Perl’s Data::Dumper and Smart::Comments are very useful for developing. But when process non ASCII data, even if you are processing them with utf8 pragma and having specified the encoding of STDERR, these modules output the character’s unicode (hexadecimal number) in the messages instead of the message itself. This problem will be solved by using $SIG{__WARN__} hook.

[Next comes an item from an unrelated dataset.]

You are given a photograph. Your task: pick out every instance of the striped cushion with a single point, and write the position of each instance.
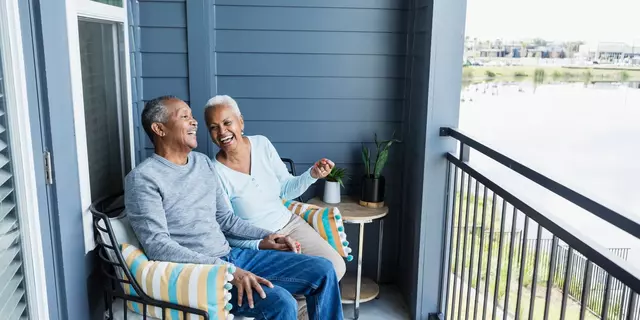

Problem when processing UTF-8 strings

When process non ASCII data, in my case Japanese, if I specify the encoding of STDERR, it works for MY error messages in the main program. But the output of Smart::Comments and Data::Dumper remains expressed as hex numbers.

Output from Data::Dumper

use strict;
use warnings;
use utf8;
use Data::Dumper;

binmode STDERR, ':encoding(utf8)'; #It works for error messages specified in the program.

warn "日本語エラーメッセージ。\n";

my @arr = qw(
	こんな値や
	あんな値
);
warn Dumper(\@arr);

Output

日本語エラーメッセージ。
$VAR1 = [
          "\x{3053}\x{3093}\x{306a}\x{5024}\x{3084}",
          "\x{3042}\x{3093}\x{306a}\x{5024}"
        ];

How to convert the output of Data::Dumper to utf8 string

It seems that the $SIG{__WARN__} handler can be useful to solve it.

use strict;
use warnings;
use utf8;
use Data::Dumper;

binmode STDERR, ':encoding(utf8)';

# Convert outputs from debugging modules to characters
local $SIG{__WARN__} = sub {
	warn join("",
		map {
			my $str = $_;
			$str =~ s/\\x\{(\w{4})\}/pack('U', hex($1))/eg; # \x{abcd} -> letter
			$str;
		} @_
	);
};

my @arr = qw(
	こんな値や
	あんな値
);
warn Dumper(\@arr);

Output

$VAR1 = [
          "こんな値や",
          "あんな値"
        ];

Same for Smart::Comments, since this module uses Data::Dumper inside.